There's an excellent piece today in the NY Times by Jason Stanley on how some forms of speech are not about making substantive claims, ones that are answerable, but rather are about silencing a point of view with which one is not willing to engage.
A perfect example of such speech is the recent response of the Roman Catholic bishops of New York to the passing of the Marriage Equality bill here in NY. The silencing here is multiple, from the suggestion that in its words and actions the church has upheld its charge to treat gay persons with 'respect, dignity, and love,' to the idea that marriage has always been between one man and one women. The silencing of the Holy Scriptures here is rather obvious, and that it does not even give them pause is all too telling.

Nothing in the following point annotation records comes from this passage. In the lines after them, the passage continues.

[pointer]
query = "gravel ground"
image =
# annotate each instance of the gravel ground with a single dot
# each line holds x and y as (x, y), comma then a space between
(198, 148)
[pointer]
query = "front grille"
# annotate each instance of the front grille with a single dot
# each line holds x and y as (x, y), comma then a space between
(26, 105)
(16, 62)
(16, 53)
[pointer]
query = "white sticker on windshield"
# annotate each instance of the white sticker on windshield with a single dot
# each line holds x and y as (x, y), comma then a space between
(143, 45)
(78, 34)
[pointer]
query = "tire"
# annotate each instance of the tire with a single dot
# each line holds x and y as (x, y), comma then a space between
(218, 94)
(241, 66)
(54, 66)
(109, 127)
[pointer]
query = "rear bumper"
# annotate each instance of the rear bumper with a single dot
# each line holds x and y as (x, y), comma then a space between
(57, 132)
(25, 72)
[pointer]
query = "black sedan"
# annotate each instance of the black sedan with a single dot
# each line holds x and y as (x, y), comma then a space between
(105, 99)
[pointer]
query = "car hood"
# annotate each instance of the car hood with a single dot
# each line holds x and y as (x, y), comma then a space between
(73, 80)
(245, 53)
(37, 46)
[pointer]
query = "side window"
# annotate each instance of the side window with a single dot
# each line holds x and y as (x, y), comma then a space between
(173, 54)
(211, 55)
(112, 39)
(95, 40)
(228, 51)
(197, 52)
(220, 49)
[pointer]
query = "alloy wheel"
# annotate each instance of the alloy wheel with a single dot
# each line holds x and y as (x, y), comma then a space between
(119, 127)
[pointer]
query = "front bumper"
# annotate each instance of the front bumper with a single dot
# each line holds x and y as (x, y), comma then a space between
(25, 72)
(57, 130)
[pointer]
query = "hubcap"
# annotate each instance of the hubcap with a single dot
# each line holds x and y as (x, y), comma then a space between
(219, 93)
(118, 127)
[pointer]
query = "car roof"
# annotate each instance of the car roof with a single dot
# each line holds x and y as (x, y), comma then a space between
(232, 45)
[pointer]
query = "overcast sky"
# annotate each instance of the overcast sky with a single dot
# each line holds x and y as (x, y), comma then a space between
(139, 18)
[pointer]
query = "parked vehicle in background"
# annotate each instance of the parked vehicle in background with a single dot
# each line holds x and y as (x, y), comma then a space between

This is not to say that silencing only comes from the right. As Rowan Williams has cogently argued in his remarkable essay, "Theological Integrity", such silencing is no political partisan. And yet it is undeniably the case that those arguing against full equality for glbt persons are most resolute in not being willing to listen to the voices of glbt people in making their own arguments. One look at Robert George's response to Eduardo Penalver's recent piece on Archbishop Dolan's silencing techniques is a case in point. When one moves beyond 'the pot calling the kettle black' defense, and examines carefully George's writings on marriage, one sees it for what it is: an attempt to silence glbt voices by suggesting that tyranny and polymorphous perversity are not far behind.
One searches in vain for evidence that George has taken up the reasoned arguments of the many philosophers and theologians on marriage equality for glbt persons. (Admittedly, Bishop Spong is an easy target! But has he read Marilyn McCord Adams, Eugene Rogers, James Alison, just to name a few). Instead, his definition for marriage, like Archbishop Dolan's, works by abstraction and inattentiveness. To suggest as the New York State Bishops have, that 'Marriage has always been, is now, and always will be the union of one man and one woman in a lifelong, life-giving union" is not reasoned speech, but a plugging up of the ears, a denial of the scriptures, and just not true.
George's favorite 'argument' is to pull out the spectre of polymorphous perversity, when he loudly hints that same-sex marriage is a slippery slope that will lead to polygamy. Knowing that this is in fact a biblical arrangement for marriage is irrelevant: politically, this scare tactic, it is hoped, will silence his opponents. Marriage is what the Roman Catholic Church says it is, even if the Church avoids the uncomfortable stories of its own scriptures in order to keep saying this.
George suggests that his own arguments are being silenced by his progressive opponents when he writes, in response to Penalver, that his worthiest opponents have not "even attempted" to respond to his challenge for progressives to give a 'principled' defense for the legal expansion of marriage to include same-sex couples. Why not multiple partners? he asks. Why not couples who share a common interest in tennis and who do not have a sexual relationship? Why not brothers or sisters for that matter?
In fact, these questions are answerable, even if a number of them seem so silly as not to warrant response. (is it really worth arguing that tennis-playing or baseball are adequate analogies for mutually faithful, ascetically disciplined same-sex love?) The silencing occurs when, in a footnote, George lays down this rather dogmatic claim: "Note that only sound arguments based on true principles can be inherently decisive." (p.269)
But of course, one can have quite an argument about what such true principles are. Pragmatic views of the law can be held, such that the state need not make the (rather odd) kind of argument George does, that only penetrative vaginal sex between a man and a woman counts for the 'organic bodily union' upon which marriage (again in his oddly idiosyncratic view) rests. The state has long allowed legal marriages between not only infertile couples (his argument here is, as Koppelman has noted, especially troubling) but impotent ones, or couples otherwise unable to have sex (think of couples who marry at the end of a terminal illness). A pragmatic approach to marriage law might well agree with George about the interest the state has in stable families, monogamy and child-rearing, without needing to swallow the 'principle' of 'organic bodily union' in George's sense.
Marriage has a multiple of goods, and the state need not accept any one set of principles for its defense, especially such a narrow one as George's. And should the state ever decide to revisit the question of polygamous marriages? A principled and pragmatic view of the law could handle this as arguable, rather than rule it out through a silencing rhetoric of perversity and fear-mongering.
All that said, I think it fair to be concerned about the religious freedoms of those who will not accept the recent revisions in marriage law in NY State. If the Catholic Church through its bishops wants to continue to hold to a view that many (even the majority in its own pews) no longer hold, then as an institution, they need to be protected so to do. Silencing through the law is as bad as silencing through false speech. In the end, I suspect that a pragmatic and principled approach to marriage, one that listens to the experiences of families with gay children, will win the day. Thanks be to God.